I should like to know why we have five harbour centres. Why not introduce a Bill to enable the Minister to do all these things which protect all property rights in relation to all harbour centres? Why just list five? No doubt there is a reason. It may be a good reason or a bad one, but I should like to know what it is. Are things being held up? The Minister has a map or a plan in his office, presumably. He sits there wondering whether people will object and therefore he cannot go on with the acquisition. He cannot spend money on what he has not acquired and the thing is being held up in a way in which it need not be held up if he had the power to amend the Schedule or to substitute or add to it, unless there are other reasons why that should not be so.

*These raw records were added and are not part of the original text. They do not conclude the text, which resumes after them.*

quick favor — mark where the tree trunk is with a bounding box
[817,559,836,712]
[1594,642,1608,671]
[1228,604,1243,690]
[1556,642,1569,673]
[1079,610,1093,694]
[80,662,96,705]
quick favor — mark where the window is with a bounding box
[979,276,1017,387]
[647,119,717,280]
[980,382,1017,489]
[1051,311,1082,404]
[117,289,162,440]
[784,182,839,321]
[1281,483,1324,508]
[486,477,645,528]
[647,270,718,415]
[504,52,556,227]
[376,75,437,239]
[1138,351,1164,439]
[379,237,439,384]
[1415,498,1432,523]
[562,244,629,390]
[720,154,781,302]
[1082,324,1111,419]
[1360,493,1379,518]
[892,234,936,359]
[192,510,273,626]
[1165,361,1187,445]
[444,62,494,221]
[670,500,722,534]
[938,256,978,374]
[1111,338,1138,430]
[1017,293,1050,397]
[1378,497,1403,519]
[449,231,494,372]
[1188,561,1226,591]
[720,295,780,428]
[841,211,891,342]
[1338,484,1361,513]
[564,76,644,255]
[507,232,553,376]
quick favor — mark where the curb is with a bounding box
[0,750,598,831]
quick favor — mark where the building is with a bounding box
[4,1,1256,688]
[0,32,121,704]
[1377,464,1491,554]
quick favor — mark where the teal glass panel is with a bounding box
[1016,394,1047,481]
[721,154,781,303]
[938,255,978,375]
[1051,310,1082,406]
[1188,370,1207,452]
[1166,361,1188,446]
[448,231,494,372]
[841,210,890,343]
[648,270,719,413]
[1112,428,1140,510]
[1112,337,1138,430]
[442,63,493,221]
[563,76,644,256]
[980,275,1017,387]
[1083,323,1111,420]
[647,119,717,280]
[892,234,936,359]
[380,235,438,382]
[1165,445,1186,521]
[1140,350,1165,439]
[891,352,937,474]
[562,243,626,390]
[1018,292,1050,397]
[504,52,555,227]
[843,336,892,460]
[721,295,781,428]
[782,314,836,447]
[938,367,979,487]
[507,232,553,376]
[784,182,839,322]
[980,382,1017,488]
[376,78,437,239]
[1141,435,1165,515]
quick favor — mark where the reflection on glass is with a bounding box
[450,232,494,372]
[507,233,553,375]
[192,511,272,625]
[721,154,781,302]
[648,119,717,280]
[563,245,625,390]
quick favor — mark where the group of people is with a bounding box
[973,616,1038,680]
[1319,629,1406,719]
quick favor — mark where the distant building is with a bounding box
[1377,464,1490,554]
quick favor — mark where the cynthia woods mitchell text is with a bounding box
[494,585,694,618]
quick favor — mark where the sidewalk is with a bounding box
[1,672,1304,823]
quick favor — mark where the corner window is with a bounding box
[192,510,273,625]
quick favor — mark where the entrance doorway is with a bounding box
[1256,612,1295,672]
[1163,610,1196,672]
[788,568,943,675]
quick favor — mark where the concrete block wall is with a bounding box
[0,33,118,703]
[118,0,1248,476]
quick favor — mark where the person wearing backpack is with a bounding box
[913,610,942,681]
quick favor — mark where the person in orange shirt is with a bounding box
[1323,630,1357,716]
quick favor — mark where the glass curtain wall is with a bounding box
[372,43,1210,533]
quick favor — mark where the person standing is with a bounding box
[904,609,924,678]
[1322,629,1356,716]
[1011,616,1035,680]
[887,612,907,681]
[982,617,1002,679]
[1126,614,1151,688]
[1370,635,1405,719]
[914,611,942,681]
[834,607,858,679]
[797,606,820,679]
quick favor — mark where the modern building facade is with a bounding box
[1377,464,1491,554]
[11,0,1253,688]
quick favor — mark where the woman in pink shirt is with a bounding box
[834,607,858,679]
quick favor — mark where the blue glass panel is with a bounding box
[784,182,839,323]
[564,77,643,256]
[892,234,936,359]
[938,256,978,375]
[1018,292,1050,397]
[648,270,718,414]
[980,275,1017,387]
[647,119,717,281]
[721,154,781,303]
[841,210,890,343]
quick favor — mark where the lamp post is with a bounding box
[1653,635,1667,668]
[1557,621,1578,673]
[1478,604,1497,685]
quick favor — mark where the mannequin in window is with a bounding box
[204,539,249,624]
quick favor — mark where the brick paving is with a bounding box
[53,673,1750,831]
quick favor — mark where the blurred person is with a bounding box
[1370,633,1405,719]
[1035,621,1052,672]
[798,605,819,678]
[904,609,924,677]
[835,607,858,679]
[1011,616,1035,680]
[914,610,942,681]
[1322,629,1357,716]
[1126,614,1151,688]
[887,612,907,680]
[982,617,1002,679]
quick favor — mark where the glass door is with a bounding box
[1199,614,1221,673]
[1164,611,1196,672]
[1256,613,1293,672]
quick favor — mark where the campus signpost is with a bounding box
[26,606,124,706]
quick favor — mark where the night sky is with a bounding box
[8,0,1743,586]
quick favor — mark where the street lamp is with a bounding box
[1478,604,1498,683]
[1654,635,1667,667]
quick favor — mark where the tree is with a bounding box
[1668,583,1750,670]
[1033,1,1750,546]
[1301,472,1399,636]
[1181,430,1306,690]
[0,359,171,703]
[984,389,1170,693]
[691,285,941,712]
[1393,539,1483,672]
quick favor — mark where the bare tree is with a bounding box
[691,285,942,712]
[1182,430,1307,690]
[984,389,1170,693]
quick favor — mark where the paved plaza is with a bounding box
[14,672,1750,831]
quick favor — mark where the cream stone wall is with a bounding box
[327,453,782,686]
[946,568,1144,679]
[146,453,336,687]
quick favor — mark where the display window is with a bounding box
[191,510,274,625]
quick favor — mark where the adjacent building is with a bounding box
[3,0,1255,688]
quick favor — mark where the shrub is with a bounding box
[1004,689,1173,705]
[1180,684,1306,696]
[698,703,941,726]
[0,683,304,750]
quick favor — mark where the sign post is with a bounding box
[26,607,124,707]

I do not know what the proportion of people who work in the food industry here is to the number of the farmers who grow the food. I do not know what the ratio is of what we call the processors of food to the farmers who grow it. That is not an easy figure to work out because so much of what farmers grow is exported. In relation to fish it would seem that the ratio is very modest indeed. I take it there is an overall plan to build up a fish processing industry with due energy and knowing that the costs involved in this kind of thing are all costs which must come back. We are importing £6 million worth of fish, on the 1977 figures, and exporting six times that amount. It may well be that in the international market, as a result of the 200-mile extension, there is now destabilisation in the whole business of catching fish in big boats outside the limit. In the light of what the conservation policy has got to be one would like to have some estimates made of what is procurable for processing in Ireland. I understand the structure better than other things about this. Is there any question of our processing here fish caught under the proper grant of quotas in the EEC by fishermen other than Irish fishermen? Is that fish landed at harbours here and made available for processing in factories in Ireland, replacing our imports and adding to exports?

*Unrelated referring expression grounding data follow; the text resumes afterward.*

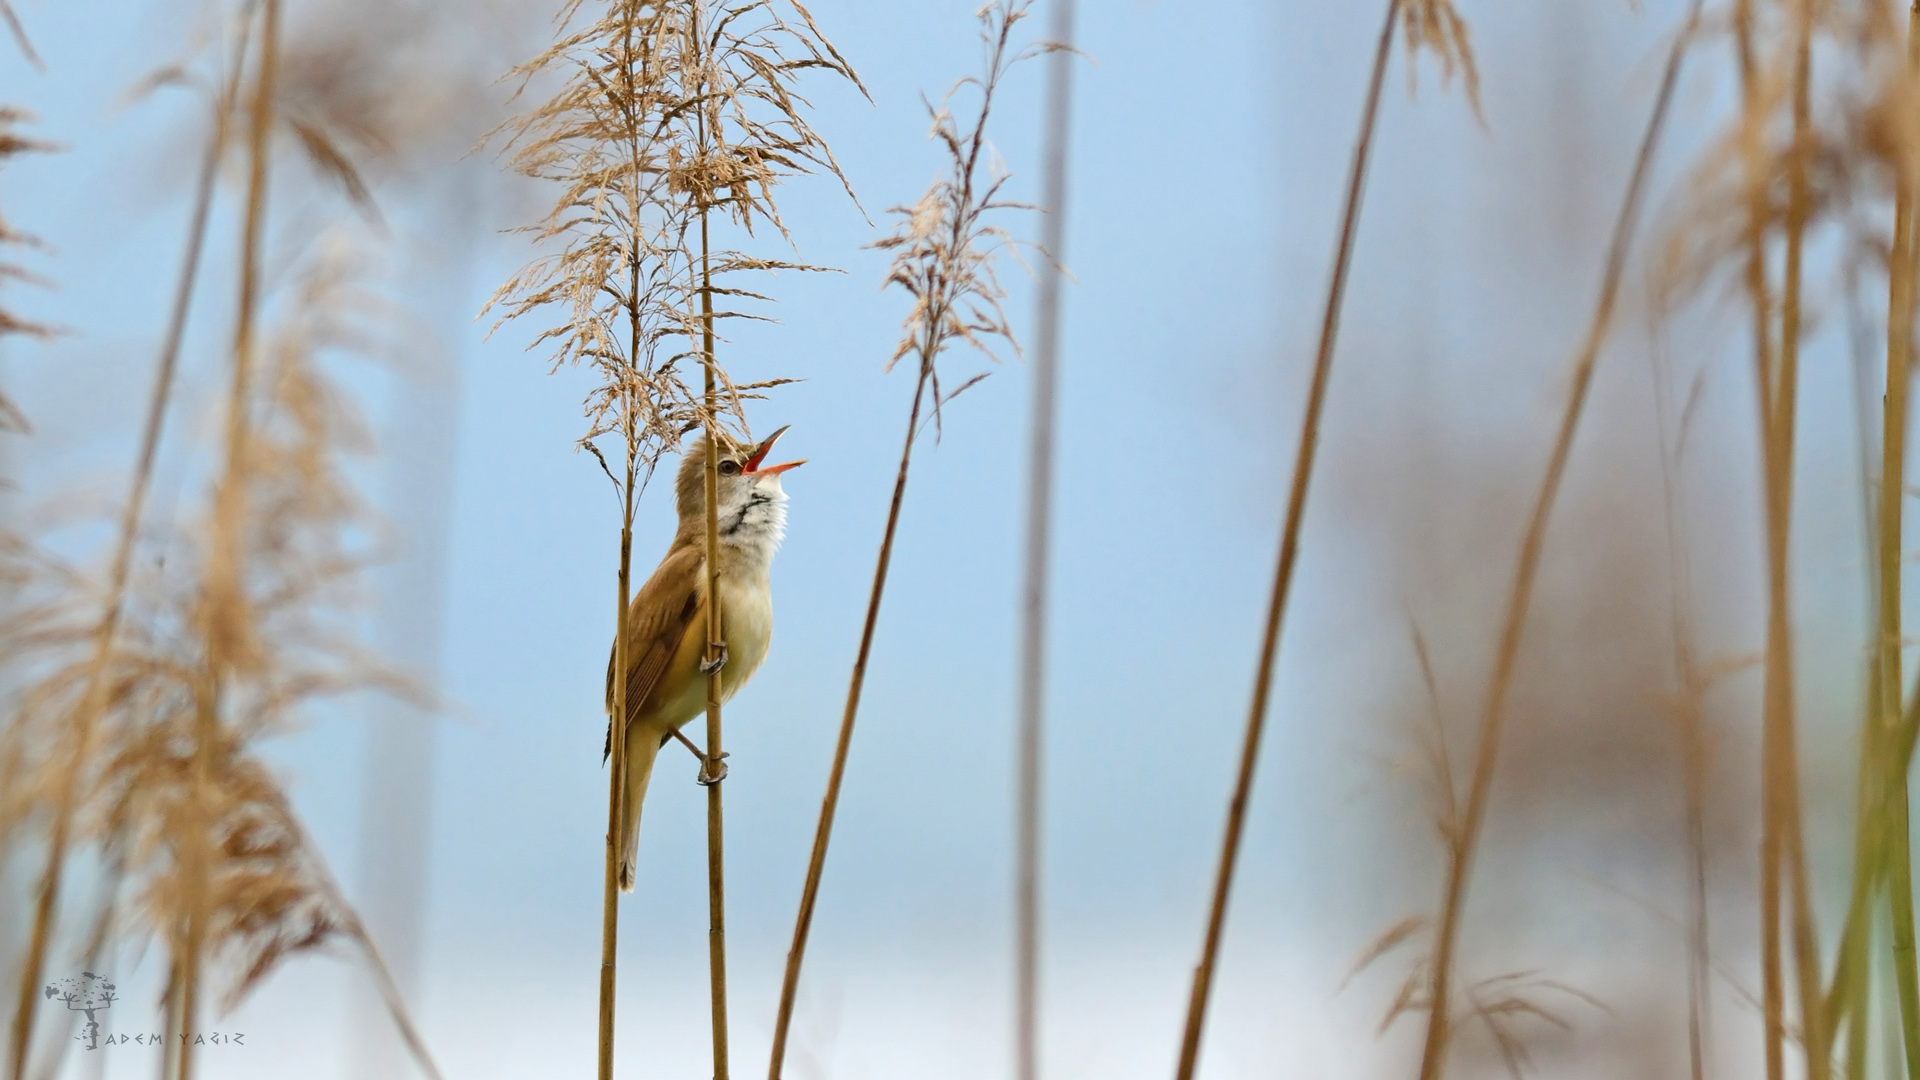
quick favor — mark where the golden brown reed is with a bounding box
[487,2,859,1076]
[1171,1,1476,1077]
[2,1,495,1077]
[1348,2,1920,1078]
[768,4,1036,1076]
[1653,3,1920,1077]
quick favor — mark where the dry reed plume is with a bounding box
[768,4,1039,1075]
[1,1,481,1077]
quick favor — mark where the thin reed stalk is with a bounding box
[1412,4,1695,1074]
[597,531,629,1076]
[687,12,732,1072]
[175,4,280,1077]
[1171,4,1401,1076]
[767,364,922,1080]
[1882,7,1920,1072]
[1015,1,1075,1077]
[1725,2,1789,1073]
[768,9,1026,1073]
[1768,5,1828,1075]
[593,8,661,1076]
[4,20,245,1080]
[1648,327,1714,1080]
[699,169,732,1080]
[1829,238,1885,1080]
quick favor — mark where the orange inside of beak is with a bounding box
[742,425,802,475]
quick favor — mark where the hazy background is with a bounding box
[0,0,1875,1076]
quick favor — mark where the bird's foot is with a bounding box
[699,642,729,676]
[697,752,731,786]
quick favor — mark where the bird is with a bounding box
[605,425,803,892]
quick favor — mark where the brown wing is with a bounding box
[602,543,705,759]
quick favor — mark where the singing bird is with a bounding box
[605,426,803,891]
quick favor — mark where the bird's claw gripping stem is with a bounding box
[697,751,730,786]
[700,642,729,677]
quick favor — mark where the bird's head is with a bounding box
[675,425,805,553]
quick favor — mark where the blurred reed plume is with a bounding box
[1328,1,1920,1078]
[767,3,1038,1076]
[487,1,859,1076]
[0,0,483,1077]
[0,104,49,362]
[107,239,437,1080]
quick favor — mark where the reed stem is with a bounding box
[766,358,929,1080]
[691,1,730,1069]
[1413,3,1695,1073]
[768,6,1011,1062]
[1014,3,1075,1079]
[1770,7,1827,1076]
[699,201,730,1080]
[1171,5,1398,1077]
[1886,9,1920,1074]
[1726,1,1789,1073]
[175,5,278,1076]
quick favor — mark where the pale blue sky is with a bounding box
[0,0,1875,1077]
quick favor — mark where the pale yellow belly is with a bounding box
[640,573,773,737]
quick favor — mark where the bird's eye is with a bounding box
[719,460,742,476]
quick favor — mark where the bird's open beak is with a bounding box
[742,424,806,476]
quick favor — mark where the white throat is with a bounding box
[718,475,788,573]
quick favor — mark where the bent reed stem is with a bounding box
[767,357,930,1080]
[1172,3,1399,1077]
[1413,2,1695,1074]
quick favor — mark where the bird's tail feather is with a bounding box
[617,729,665,893]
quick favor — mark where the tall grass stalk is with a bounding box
[4,17,243,1080]
[1014,0,1074,1077]
[172,3,281,1075]
[1724,1,1791,1072]
[1766,3,1827,1074]
[1880,6,1920,1072]
[690,10,731,1070]
[767,7,1028,1074]
[1816,6,1920,1072]
[1411,3,1692,1073]
[1720,1,1833,1075]
[1170,3,1406,1075]
[1649,326,1714,1080]
[1829,229,1887,1080]
[699,178,731,1080]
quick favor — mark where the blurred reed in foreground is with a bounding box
[0,1,502,1077]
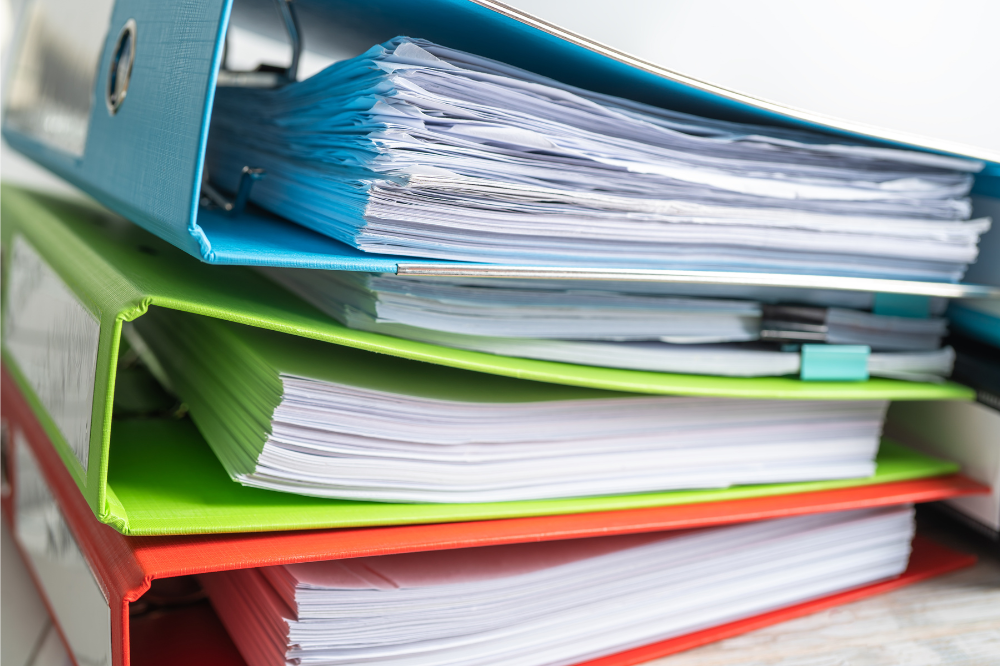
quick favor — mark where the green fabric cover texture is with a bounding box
[0,184,974,535]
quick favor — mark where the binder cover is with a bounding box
[949,299,1000,347]
[0,187,977,535]
[3,0,999,280]
[2,384,979,666]
[1,364,973,536]
[2,358,986,536]
[888,399,1000,536]
[11,571,246,666]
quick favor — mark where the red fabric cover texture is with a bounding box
[129,602,247,666]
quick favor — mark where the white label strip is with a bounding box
[14,430,112,666]
[3,235,100,470]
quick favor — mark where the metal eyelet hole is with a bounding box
[106,19,137,115]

In particular I should like to think the area to be taken in will be quite sufficient to provide for all the processing facilities and will be ambitious, whatever about the private sector money which will largely go into the actual building of the factories. Are there plans which have been operating already in conjunction with the local authorities for the development of roads? I do not know the Rossaveal scene. If you are building a harbour and you are hoping that there will be processing, you have to have a road structure. The timing of all that will have to be fitted in under some plan. I do not know whether the harbour authority the Minister will establish under this Bill will have a proper ability to get money spent on the roads servicing these harbours.

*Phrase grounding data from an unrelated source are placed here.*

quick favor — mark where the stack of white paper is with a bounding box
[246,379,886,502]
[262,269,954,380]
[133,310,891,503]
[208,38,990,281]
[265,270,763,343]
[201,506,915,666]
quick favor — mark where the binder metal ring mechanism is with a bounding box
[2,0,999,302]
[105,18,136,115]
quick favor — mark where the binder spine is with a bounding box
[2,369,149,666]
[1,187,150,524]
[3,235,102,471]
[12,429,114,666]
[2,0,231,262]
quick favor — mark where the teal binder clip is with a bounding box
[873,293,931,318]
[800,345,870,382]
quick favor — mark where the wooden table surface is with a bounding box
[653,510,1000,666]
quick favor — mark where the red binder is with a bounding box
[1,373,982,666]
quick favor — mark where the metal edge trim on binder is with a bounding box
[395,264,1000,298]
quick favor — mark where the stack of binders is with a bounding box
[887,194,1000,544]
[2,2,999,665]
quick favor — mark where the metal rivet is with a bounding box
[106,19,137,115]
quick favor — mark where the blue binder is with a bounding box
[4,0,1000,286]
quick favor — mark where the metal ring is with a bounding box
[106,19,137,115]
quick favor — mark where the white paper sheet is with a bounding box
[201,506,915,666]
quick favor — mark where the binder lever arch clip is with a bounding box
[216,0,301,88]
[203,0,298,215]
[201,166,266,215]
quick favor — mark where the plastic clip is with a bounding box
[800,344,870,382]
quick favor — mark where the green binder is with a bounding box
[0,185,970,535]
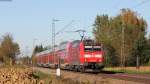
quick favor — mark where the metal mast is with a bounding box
[52,19,59,64]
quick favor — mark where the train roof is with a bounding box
[60,41,68,45]
[35,39,101,56]
[59,41,71,50]
[72,40,80,43]
[36,48,52,56]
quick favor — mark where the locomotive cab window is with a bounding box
[84,46,92,51]
[93,46,101,51]
[84,46,101,52]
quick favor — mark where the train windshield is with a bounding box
[84,46,101,52]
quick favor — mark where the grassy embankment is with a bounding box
[32,70,91,84]
[104,66,150,74]
[32,71,52,84]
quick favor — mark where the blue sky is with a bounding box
[0,0,150,56]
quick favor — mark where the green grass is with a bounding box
[33,71,50,79]
[32,71,52,84]
[104,68,150,74]
[125,70,150,74]
[32,71,91,84]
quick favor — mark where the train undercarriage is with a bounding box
[62,62,104,72]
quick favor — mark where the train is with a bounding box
[35,39,104,72]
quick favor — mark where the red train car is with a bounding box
[36,50,51,67]
[57,41,72,68]
[36,49,57,68]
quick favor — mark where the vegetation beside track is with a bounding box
[33,70,92,84]
[32,71,52,84]
[104,66,150,74]
[0,66,36,84]
[0,65,53,84]
[0,65,89,84]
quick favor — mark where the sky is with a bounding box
[0,0,150,56]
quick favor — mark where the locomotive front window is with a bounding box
[93,48,101,51]
[93,46,101,51]
[84,48,92,51]
[84,46,101,51]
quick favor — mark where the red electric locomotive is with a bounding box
[36,39,104,72]
[61,39,104,72]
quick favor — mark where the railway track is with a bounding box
[98,73,150,83]
[33,67,150,84]
[68,70,150,83]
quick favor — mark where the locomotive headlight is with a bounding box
[95,54,102,58]
[84,54,91,58]
[85,59,87,62]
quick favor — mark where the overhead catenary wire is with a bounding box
[0,0,12,1]
[109,0,150,15]
[133,0,150,9]
[63,29,86,41]
[55,20,74,36]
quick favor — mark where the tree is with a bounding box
[93,15,120,66]
[146,35,150,63]
[128,36,148,66]
[0,34,20,65]
[0,47,4,62]
[93,9,147,66]
[21,56,31,65]
[104,44,119,67]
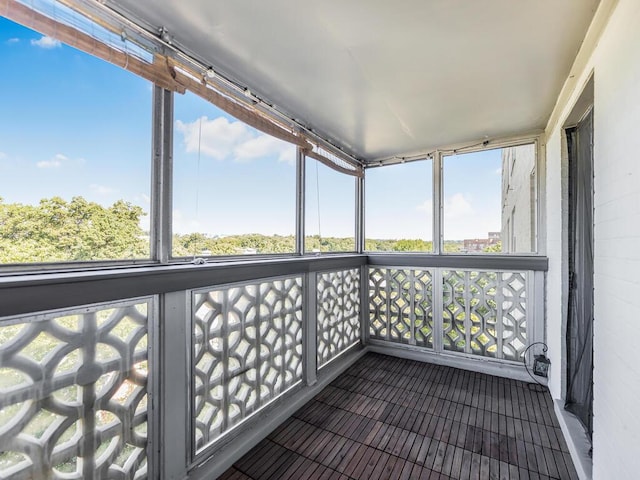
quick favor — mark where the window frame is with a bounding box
[0,29,156,273]
[438,138,541,255]
[363,157,435,253]
[168,92,301,261]
[301,154,359,255]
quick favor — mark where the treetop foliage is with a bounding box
[0,196,147,263]
[1,196,495,263]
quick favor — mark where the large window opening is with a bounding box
[0,18,152,265]
[365,159,433,252]
[172,92,297,258]
[304,157,356,253]
[443,143,537,254]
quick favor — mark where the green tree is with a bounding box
[483,241,502,253]
[0,196,148,263]
[392,239,433,252]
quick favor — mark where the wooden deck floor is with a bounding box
[219,353,578,480]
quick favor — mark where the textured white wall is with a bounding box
[545,131,566,399]
[501,144,536,253]
[545,1,640,478]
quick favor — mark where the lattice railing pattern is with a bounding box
[0,300,151,480]
[500,272,528,361]
[369,268,529,362]
[317,268,361,367]
[369,268,434,348]
[443,270,527,361]
[192,276,303,454]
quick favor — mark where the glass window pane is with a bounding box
[0,18,151,264]
[172,91,296,257]
[305,158,355,252]
[365,160,433,252]
[443,144,536,253]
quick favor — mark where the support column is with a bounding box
[356,174,365,253]
[433,151,443,254]
[150,86,173,263]
[160,291,189,478]
[303,272,318,385]
[296,147,306,255]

One of my great notions about economic life is that an awful lot of value can be generated out of consumption as well as out of production, out of what you do with your money as well as actually getting it, whether you save it and make it available for capital goods, or whether you spend it in a wise and sensible fashion, with good taste, and so on. Considering that eating fish on Fridays was the outstanding devotion of Irish Catholics for some centuries, it is rather interesting that fish on Fridays and fish on Wednesdays were imposed as legal obligations by Queen Elizabeth in Great Britain long before it became the United Kingdom. This was to ensure that the fishery industry under the old mercantilist regime of Great Britain would be built up. I do not think the EEC could stop an obligation being imposed on us all to restart eating fish on Fridays on a strictly non-sectarian basis.